A Causal Inference Approach for Quantifying Research Impact
Keiichi Ochiai, Yutaka Matsuo
TL;DR
This work tackles the challenge of quantifying the impact of a technical topic on scientific fields by framing it as a causal inference problem. It introduces a four-step framework that uses Microsoft Academic Graph data and a difference-in-differences design to estimate topic-level effects across fields and cross-field citations. Case studies on deep learning and comparisons with other topics show substantial, field-specific impacts—deep learning notably boosts publications in computer vision and NLP and enhances cross-field citations, with an aggregate relative effect surpassing other topics. The approach provides a principled bibliometrics tool for policy analysis and investment decisions in research areas.
Abstract
Deep learning has had a great impact on various fields of computer science by enabling data-driven representation learning in a decade. Because science and technology policy decisions for a nation can be made on the impact of each technology, quantifying research impact is an important task. The number of citations and impact factor can be used to measure the impact for individual research.
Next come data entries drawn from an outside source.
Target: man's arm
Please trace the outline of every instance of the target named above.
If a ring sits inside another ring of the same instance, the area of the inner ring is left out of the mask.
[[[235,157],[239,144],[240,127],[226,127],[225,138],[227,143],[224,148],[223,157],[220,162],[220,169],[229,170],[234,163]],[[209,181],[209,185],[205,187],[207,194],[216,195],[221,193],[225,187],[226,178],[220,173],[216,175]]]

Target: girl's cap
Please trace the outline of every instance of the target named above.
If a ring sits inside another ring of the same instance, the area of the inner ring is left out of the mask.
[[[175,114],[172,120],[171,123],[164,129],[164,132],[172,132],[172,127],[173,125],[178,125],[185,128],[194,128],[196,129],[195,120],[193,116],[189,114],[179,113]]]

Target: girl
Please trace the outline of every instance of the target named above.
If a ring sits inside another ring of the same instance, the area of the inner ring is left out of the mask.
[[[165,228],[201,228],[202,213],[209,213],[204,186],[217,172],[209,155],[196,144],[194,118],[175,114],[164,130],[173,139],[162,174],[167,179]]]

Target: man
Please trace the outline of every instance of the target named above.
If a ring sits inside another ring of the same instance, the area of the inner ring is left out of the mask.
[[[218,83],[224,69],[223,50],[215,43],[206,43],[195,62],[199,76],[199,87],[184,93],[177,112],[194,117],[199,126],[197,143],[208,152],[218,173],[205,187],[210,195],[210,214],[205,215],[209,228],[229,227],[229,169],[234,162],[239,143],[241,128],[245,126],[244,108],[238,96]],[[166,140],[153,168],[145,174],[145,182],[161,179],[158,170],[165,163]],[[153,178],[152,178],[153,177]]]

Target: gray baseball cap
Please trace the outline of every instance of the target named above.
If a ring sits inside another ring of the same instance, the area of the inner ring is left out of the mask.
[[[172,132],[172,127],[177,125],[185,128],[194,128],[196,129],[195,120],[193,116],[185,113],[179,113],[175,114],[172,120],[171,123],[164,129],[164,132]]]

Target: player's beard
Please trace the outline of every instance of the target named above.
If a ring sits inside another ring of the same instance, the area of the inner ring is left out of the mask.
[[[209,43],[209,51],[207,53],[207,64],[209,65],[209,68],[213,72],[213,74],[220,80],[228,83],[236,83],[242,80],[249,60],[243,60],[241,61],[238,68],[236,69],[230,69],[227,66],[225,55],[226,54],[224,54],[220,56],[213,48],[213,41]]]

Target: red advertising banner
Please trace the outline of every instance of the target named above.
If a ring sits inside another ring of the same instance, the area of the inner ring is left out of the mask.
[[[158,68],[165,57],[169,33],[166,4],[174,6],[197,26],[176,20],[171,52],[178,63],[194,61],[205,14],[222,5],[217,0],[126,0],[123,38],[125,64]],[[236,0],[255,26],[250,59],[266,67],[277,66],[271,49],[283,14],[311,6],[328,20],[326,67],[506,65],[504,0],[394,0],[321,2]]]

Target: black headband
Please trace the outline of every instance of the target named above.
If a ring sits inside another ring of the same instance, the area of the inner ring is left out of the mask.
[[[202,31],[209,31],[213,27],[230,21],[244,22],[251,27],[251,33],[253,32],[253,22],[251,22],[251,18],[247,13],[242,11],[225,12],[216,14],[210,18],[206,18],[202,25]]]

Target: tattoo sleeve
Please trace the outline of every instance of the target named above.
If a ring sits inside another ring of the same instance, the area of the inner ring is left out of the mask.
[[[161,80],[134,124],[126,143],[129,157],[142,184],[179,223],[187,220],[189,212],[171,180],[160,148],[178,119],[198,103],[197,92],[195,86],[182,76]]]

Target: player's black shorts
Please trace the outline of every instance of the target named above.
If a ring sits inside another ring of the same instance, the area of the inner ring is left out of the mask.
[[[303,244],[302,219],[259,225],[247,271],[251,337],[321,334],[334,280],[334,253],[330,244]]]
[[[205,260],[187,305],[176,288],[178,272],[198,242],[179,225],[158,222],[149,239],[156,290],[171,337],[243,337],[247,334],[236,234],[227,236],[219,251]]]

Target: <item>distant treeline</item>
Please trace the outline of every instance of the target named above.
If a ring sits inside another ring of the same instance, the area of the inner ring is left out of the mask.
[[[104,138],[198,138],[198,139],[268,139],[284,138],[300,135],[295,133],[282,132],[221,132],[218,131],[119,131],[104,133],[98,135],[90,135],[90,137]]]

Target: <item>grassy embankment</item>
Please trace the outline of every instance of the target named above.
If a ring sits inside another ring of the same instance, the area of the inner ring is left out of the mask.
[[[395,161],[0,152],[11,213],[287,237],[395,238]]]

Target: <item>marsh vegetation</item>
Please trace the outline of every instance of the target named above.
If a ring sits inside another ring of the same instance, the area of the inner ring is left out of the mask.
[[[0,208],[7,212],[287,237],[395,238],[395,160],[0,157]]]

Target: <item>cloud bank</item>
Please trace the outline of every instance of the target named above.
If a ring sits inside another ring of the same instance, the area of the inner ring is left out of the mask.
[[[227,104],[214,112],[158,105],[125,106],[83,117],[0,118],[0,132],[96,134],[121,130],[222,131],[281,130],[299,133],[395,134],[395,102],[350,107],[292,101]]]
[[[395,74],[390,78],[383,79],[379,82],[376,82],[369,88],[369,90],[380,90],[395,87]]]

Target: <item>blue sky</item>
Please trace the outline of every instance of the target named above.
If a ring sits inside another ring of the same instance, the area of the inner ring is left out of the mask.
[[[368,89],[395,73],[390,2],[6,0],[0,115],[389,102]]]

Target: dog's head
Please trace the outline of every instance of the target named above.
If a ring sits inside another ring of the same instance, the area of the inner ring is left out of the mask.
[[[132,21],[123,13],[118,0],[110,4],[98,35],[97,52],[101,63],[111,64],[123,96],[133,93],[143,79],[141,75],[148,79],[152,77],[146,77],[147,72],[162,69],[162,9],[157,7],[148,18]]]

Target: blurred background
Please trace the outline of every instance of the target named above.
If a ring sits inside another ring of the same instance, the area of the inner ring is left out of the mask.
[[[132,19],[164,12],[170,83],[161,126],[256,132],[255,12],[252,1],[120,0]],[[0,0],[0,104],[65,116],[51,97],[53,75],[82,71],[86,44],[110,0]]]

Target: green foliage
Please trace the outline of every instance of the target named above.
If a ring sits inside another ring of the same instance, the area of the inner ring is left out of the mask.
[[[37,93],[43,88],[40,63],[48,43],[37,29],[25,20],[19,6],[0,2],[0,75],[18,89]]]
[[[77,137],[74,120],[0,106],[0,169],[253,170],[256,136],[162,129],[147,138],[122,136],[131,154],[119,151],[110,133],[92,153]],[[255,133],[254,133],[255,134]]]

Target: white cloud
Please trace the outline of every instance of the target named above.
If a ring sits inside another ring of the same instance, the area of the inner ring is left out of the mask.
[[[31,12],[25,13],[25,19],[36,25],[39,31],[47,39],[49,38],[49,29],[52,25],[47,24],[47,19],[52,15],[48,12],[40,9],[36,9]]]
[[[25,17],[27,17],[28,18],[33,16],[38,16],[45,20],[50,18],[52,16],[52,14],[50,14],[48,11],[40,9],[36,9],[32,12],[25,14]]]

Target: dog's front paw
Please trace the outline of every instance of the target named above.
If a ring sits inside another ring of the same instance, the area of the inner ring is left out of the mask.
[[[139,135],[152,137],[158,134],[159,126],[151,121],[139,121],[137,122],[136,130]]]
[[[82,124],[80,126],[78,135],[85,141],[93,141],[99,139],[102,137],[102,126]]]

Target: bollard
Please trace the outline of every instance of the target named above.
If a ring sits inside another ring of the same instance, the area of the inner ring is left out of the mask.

What would have happened without the research, however, is fundamentally a counterfactual phenomenon. Thus, we propose an approach based on causal inference to quantify the research impact of a specific technical topic. We leverage difference-in-difference to quantify the research impact by applying to bibliometric data. First, we identify papers of a specific technical topic using keywords or category tags from Microsoft Academic Graph, which is one of the largest academic publication dataset. Next, we build a paper citation network between each technical field. Then, we aggregate the cross-field citation count for each research field. Finally, the impact of a specific technical topic for each research field is estimated by applying difference-in-difference. Evaluation results show that deep learning significantly affects computer vision and natural language processing. Besides, deep learning significantly affects cross-field citation especially for speech recognition to computer vision and natural language processing to computer vision. Moreover, our method revealed that the impact of deep learning was 3.1 times of the impact of interpretability for ML models.